How to Train Your ML Models: Music Generation (Try it out!)

15 min readMar 30, 2024

LSTM Generated Sample Track shown in MIDI

In the lifecycle of machine learning (ML), training stands as the crucial phase where models learn from data to discern patterns and make predictions or generate new outputs, akin to an apprentice mastering a craft through practice. Particularly in music generation, training enables models to absorb the essence of musicality from vast datasets, empowering them to compose new pieces that echo the complexity and emotion of human-created music.

Quick Read(<5min): 4 Steps of ML Model Training

Hooray! You’ve just built a machine learning (ML) model, like a budding musician. Now, you want this instrument to create beautiful music, but first, you must teach it how. Just as a musician needs to practice with various pieces, understand their mistakes, and gradually improve, our ML model follows a similar path to learn from data and create new music. This process, known as training, unfolds in a few critical steps, ensuring our digital composer not only understands the basics of music but also learns to innovate within it.

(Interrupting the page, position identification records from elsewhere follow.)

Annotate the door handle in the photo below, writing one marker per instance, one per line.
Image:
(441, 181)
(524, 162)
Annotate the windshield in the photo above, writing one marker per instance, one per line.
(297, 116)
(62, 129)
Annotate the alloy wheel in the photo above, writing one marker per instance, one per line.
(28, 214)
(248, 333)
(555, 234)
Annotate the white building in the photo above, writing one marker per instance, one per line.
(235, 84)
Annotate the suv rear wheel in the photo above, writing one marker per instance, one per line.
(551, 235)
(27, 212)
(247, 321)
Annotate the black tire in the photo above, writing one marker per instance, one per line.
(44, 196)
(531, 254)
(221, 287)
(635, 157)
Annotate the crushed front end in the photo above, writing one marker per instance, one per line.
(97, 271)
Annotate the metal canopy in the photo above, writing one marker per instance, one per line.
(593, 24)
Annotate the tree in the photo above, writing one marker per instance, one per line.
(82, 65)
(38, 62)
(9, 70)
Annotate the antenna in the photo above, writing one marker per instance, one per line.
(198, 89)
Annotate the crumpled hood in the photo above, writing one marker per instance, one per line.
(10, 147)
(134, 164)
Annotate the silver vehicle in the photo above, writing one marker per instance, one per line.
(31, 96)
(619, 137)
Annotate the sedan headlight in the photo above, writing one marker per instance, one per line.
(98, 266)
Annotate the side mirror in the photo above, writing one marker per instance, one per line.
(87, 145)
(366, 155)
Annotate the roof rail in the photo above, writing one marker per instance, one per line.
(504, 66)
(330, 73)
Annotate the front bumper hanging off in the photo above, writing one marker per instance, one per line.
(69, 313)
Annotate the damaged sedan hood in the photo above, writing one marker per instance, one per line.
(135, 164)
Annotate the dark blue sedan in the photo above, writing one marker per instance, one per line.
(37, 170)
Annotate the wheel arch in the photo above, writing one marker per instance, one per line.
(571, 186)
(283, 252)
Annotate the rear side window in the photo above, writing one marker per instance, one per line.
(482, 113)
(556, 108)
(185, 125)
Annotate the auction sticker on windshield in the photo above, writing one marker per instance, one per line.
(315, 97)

Step 1: Feeding the Music (Data)

Just as a musician learns by studying various pieces, our model learns by examining a collection of music. We need to feed it a diverse array of music data, from classical to jazz, helping it understand the wide spectrum of musical patterns and structures. This step usually includes cleaning the data, handling missing values, normalizing or standardizing data, and possibly feature engineering.

Step 2: Tuning for Improvement (Defining the Loss Function)

We need to give our musicians a way to recognize mistakes — this is where the “loss function” comes into play. Think of it as a music teacher who listens attentively, pointing out the difference between the musician’s performance and the original masterpiece. The goal is to minimize these differences, making our musician’s compositions as close to the original as possible. Depending on the specific task (e.g., regression, classification), the choice of loss function can significantly affect performance.

Step 3: Finding the Rhythm (Optimizers)

With feedback in hand, the model needs to fine-tune its internal mechanisms with an “optimizer” for our model, much like adjusting the strings of a guitar to get the perfect pitch. It takes the feedback from our musical teacher (the loss function) and advises on changing the model’s approach, ensuring better performance in the next practice session. Choices of optimizers (e.g., SGD, Adam) and their configurations (learning rate, momentum) can greatly impact the efficiency and effectiveness of training.

Step 4: Practice Makes Perfect (Epochs)

Finally, our musician practices repeatedly, going through the same pieces (data) multiple times. Each complete practice session is called an “epoch.” With each epoch, the model refines its ability to generate music, gradually improving its compositions to create new and beautiful pieces.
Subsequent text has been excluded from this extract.